With this in mind, on March 30, Sciaena organized a webinar named “Implementation of the EU’s Common Fisheries Policy: lessons to be learned”, attended by 65 participants (recording available here).

After decades of overfishing and ineffective fisheries management, in 2013 the European Parliament and the governments of the then 28 EU Member States agreed on long-term reforms to the previous regulation. These included a definition of sustainable catch limits with the aim of restoring stocks, maintaining healthy ecosystems and safeguarding stable and profitable fisheries for the EU fleet. The policy more specifically called for fisheries ministers to guarantee sustainable exploitation rates, in line with scientific advice, “by 2015, whenever possible and, progressively and incrementally, by 2020 at the latest for all stocks”.
After the 2020 deadline, it is clear that the reforms have made some progress. However, the data also shows that policy decisions continue to set many catch limits above levels advised by science, with decision-making coming out regularly undermined by a short-term approach and less than necessary ambition.

Sciaena, who followed the CFP implementation process alongside many other associations, used The Pew Charitable Trusts‘ report “Lessons from the implementation of the EU’s Common Fisheries Policy” to organize a webinar where it presented and discussed 8 lessons learned during this process:

1. Good management results.
2. Lowest ambition since 2013 has resulted in under-implementation.
3. Decisions often favored maintaining the status quo rather than changing habits.
4. The EU fisheries decision-making process remains siloed.
5. The short-term vision persists in the EU management.
6. Clarity about progress is often undermined by unclear and inconsistent reports.
7. Opaque decision-making hampers progress.
8. Stocks shared with non-EU countries present challenges in achieving CFP aims.

In addition to reinforcing these lessons during the webinar, the need to update the context to which the CFP applies must be emphasized, taking into account that knowledge about ocean conservation and its link to fighting climate change has advanced a lot in recent years.
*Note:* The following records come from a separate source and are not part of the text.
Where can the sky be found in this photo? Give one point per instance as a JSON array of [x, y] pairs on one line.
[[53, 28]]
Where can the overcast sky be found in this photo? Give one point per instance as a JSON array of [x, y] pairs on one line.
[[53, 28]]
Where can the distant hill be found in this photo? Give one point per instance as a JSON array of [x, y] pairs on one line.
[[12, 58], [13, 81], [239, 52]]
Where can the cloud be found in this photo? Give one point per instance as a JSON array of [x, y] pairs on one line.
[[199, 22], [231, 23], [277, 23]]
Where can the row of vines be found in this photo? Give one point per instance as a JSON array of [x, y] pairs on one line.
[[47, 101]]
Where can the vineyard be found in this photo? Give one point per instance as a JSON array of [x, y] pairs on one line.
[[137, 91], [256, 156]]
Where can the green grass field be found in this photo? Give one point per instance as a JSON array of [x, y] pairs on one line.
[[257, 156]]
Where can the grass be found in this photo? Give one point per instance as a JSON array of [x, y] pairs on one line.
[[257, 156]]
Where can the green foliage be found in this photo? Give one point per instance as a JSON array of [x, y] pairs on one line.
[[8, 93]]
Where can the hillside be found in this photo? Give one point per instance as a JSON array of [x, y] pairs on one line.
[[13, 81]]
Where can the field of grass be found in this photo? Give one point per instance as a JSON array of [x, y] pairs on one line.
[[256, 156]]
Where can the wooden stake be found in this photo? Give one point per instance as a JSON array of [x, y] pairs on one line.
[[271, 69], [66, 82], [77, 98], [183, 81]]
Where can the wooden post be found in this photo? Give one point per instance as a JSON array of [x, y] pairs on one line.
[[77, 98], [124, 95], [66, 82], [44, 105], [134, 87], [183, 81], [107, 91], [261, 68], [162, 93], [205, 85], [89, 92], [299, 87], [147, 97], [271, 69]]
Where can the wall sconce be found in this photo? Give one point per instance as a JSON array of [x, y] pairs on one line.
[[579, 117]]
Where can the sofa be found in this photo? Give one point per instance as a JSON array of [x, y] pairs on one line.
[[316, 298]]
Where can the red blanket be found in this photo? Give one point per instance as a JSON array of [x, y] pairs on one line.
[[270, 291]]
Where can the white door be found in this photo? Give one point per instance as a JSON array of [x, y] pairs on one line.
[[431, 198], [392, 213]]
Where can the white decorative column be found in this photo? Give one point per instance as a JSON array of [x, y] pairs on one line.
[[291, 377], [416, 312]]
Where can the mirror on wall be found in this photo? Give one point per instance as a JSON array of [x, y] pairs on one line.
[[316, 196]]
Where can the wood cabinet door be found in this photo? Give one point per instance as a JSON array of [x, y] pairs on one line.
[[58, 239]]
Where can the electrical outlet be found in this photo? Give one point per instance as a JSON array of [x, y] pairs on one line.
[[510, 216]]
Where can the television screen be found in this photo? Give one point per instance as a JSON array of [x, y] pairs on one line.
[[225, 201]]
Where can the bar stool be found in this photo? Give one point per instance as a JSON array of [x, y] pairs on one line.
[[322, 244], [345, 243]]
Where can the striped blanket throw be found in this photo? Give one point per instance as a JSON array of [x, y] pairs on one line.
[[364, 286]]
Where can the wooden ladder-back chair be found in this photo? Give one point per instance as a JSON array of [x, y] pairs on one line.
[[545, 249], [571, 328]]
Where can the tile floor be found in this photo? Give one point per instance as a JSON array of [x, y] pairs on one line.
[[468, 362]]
More specifically, we know that setting catch limits within the limits recommended by scientific knowledge contributes to improving the health of the ocean and increasing its resilience.
“The lessons we can learn from the implementation of the CFP must be a basis for improving the management of fisheries resources and lead policy makers to assume more ambitious and decisive environmental commitments in all areas of public environmental policies”, concluded Ana Matias, fisheries policy officer in Sciaena.